I understand \P{C} represents "invisible control characters and unused code points" https://www.regular-expressions.info/unicode.html
When I do this, (in a databricks notebook) it works fine:
%sql
SELECT regexp_replace('abcd', '\\P{C}', 'x')
But the following fails (both %python and %scala):
%python
s = "SELECT regexp_replace('abcd', '\\P{C}', 'x')"
display(spark.sql(s))
java.util.regex.PatternSyntaxException: Illegal repetition near index 0
P{C}
^
The SQL command also works fine in HIVE. I also tried escaping the curly braces as suggested here, but no use.
Is there anything else I am missing?

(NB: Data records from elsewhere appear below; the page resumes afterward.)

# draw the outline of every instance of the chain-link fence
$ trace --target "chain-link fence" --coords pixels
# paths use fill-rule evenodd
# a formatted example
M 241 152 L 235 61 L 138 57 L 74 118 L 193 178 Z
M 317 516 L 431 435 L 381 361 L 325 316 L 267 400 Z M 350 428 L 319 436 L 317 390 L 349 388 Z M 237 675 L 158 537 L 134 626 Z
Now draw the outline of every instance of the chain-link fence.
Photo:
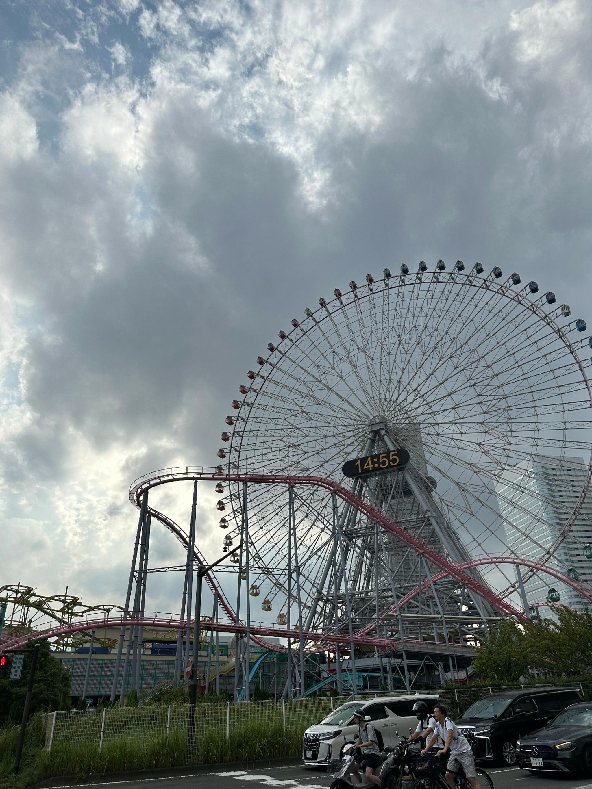
M 451 687 L 420 691 L 419 696 L 438 696 L 454 719 L 483 696 L 543 686 Z M 564 686 L 577 688 L 584 699 L 592 700 L 592 682 Z M 358 701 L 393 695 L 366 694 Z M 306 728 L 351 701 L 324 697 L 200 703 L 194 716 L 186 704 L 51 712 L 45 727 L 48 774 L 63 774 L 73 761 L 77 770 L 92 772 L 295 757 L 302 753 Z

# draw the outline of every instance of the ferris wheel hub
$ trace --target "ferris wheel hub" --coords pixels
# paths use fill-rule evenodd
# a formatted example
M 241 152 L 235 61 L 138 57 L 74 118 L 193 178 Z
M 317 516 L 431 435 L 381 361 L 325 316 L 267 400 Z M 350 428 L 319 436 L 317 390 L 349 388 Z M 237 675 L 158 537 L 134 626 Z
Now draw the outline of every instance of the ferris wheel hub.
M 384 413 L 379 413 L 368 420 L 368 432 L 370 433 L 377 433 L 380 430 L 386 430 L 388 427 L 388 420 Z

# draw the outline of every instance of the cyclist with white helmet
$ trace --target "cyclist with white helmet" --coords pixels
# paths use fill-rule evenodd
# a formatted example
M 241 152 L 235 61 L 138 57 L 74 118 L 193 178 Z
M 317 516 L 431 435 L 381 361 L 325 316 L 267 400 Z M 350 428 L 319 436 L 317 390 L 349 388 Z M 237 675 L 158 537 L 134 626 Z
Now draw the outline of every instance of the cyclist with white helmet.
M 376 730 L 365 720 L 365 713 L 362 709 L 354 712 L 354 720 L 358 724 L 358 742 L 356 742 L 356 755 L 354 757 L 354 775 L 362 783 L 360 768 L 365 772 L 366 778 L 380 787 L 380 779 L 373 775 L 374 770 L 380 761 L 380 749 L 378 747 L 378 738 Z

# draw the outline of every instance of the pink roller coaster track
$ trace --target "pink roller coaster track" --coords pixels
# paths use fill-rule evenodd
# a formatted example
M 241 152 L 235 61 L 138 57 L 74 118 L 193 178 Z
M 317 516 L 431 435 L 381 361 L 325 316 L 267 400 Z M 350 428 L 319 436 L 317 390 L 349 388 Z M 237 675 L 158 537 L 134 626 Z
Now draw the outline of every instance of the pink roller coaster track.
M 429 545 L 425 544 L 421 540 L 413 537 L 403 529 L 401 529 L 392 521 L 389 520 L 381 513 L 370 507 L 369 504 L 354 495 L 352 492 L 347 490 L 345 488 L 343 488 L 338 483 L 333 481 L 332 480 L 324 479 L 320 477 L 309 477 L 305 475 L 288 476 L 285 474 L 218 474 L 212 472 L 211 469 L 182 466 L 176 469 L 161 469 L 159 471 L 154 472 L 152 474 L 147 474 L 140 477 L 132 484 L 129 491 L 129 498 L 134 506 L 139 507 L 142 495 L 152 488 L 155 488 L 162 484 L 167 484 L 170 482 L 194 481 L 196 480 L 213 482 L 246 482 L 251 484 L 272 484 L 285 486 L 313 485 L 317 488 L 323 488 L 329 492 L 335 492 L 342 501 L 350 505 L 357 510 L 358 512 L 367 517 L 373 522 L 377 523 L 382 529 L 394 535 L 397 537 L 397 539 L 400 540 L 402 543 L 407 545 L 417 554 L 424 555 L 433 564 L 440 568 L 440 572 L 435 575 L 433 578 L 434 581 L 440 580 L 444 578 L 455 578 L 459 584 L 466 586 L 467 589 L 471 590 L 471 592 L 481 597 L 482 600 L 486 600 L 502 614 L 510 615 L 520 619 L 526 619 L 526 615 L 523 611 L 515 608 L 507 600 L 500 597 L 491 589 L 479 583 L 470 574 L 469 574 L 466 570 L 470 569 L 470 567 L 490 563 L 506 563 L 519 564 L 535 570 L 541 570 L 548 573 L 549 575 L 561 580 L 566 585 L 582 594 L 586 600 L 592 602 L 592 590 L 583 584 L 579 584 L 576 581 L 572 581 L 572 579 L 569 578 L 567 575 L 564 575 L 563 574 L 559 573 L 545 565 L 539 565 L 536 564 L 536 563 L 527 562 L 526 560 L 513 559 L 512 557 L 508 556 L 479 559 L 464 565 L 455 565 L 448 559 L 445 559 L 444 556 L 437 553 L 434 550 L 429 548 Z M 175 524 L 170 518 L 158 510 L 148 507 L 148 511 L 152 518 L 156 518 L 170 532 L 172 532 L 182 544 L 185 547 L 185 548 L 187 548 L 189 540 L 187 535 L 182 529 Z M 207 565 L 208 563 L 197 548 L 195 549 L 194 561 L 195 560 L 204 565 Z M 234 609 L 227 600 L 223 590 L 219 587 L 214 574 L 212 573 L 208 574 L 207 576 L 207 581 L 212 591 L 215 592 L 218 594 L 220 604 L 230 621 L 230 623 L 218 623 L 217 624 L 204 622 L 201 625 L 201 628 L 204 630 L 216 629 L 223 632 L 230 633 L 244 632 L 245 626 L 240 622 L 240 620 L 237 619 Z M 427 588 L 428 585 L 429 581 L 425 581 L 422 585 L 422 589 Z M 419 589 L 418 588 L 416 588 L 409 594 L 402 597 L 398 604 L 399 608 L 400 608 L 402 605 L 409 602 L 409 600 L 413 599 L 413 597 L 414 597 L 418 593 Z M 395 609 L 393 608 L 392 610 L 395 611 Z M 182 628 L 185 626 L 185 623 L 177 619 L 166 619 L 144 617 L 142 619 L 139 619 L 137 617 L 133 618 L 128 616 L 123 618 L 109 618 L 107 615 L 102 619 L 78 621 L 67 626 L 60 626 L 58 627 L 52 627 L 46 630 L 38 631 L 36 633 L 29 633 L 19 638 L 6 638 L 2 643 L 2 648 L 5 651 L 9 651 L 22 647 L 24 643 L 33 638 L 51 638 L 56 636 L 88 630 L 93 628 L 105 626 L 121 627 L 122 625 L 124 624 L 131 626 L 141 623 L 145 626 L 152 626 L 170 629 Z M 370 638 L 367 636 L 365 634 L 372 629 L 372 626 L 369 626 L 357 632 L 354 637 L 354 644 L 359 645 L 383 647 L 390 649 L 396 648 L 399 644 L 398 641 L 386 641 L 384 639 Z M 251 625 L 250 632 L 254 637 L 254 640 L 259 641 L 260 643 L 264 645 L 268 645 L 265 644 L 265 641 L 264 641 L 266 637 L 279 637 L 281 638 L 290 637 L 291 638 L 297 639 L 299 635 L 298 632 L 296 630 L 287 631 L 283 627 L 275 627 L 272 625 Z M 339 642 L 347 645 L 349 642 L 349 638 L 347 636 L 339 634 L 335 634 L 310 631 L 303 633 L 302 636 L 306 641 L 314 641 L 319 642 L 324 641 L 327 644 L 335 644 Z M 425 646 L 426 649 L 429 649 L 431 646 L 432 649 L 434 648 L 433 642 L 425 642 L 423 644 L 423 642 L 420 641 L 410 641 L 409 646 L 411 645 L 413 645 L 415 649 L 422 648 L 422 646 Z M 277 646 L 274 646 L 274 649 L 277 649 Z

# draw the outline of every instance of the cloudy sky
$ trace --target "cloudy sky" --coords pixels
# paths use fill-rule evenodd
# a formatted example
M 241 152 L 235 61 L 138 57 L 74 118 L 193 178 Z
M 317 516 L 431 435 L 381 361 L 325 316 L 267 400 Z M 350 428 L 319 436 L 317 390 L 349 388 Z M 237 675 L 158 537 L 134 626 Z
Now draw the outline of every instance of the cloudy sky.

Thanks.
Spark-Sql Api: Try adding 4 backslashes to escape 1 \
spark.sql("SELECT regexp_replace('abcd', '\\\\P{C}', 'x')").show()
//+------------------------------+
//|regexp_replace(abcd, \P{C}, x)|
//+------------------------------+
//| xxxx|
//+------------------------------+
spark.sql("SELECT string('\\\\')").show()
//+-----------------+
//|CAST(\ AS STRING)|
//+-----------------+
//| \|
//+-----------------+
(Or)
enable escapedStringLiterals property to fall back to Spark-1.6 string literal
spark.sql("set spark.sql.parser.escapedStringLiterals=true")
spark.sql("SELECT regexp_replace('abcd', '\\P{C}', 'x')").show()
//+------------------------------+
//|regexp_replace(abcd, \P{C}, x)|
//+------------------------------+
//| xxxx|
//+------------------------------+
In DataFrame-Api: add 2 backslashes \\ to escape 1 \
df.withColumn("dd",regexp_replace(lit("abcd"), "\\P{C}", "x")).show()
//+-----+----+
//|value| dd|
//+-----+----+
//| 1|xxxx|
//+-----+----+
df.withColumn("dd",lit("\\")).show()
//+-----+---+
//|value| dd|
//+-----+---+
//| 1| \|
//+-----+---+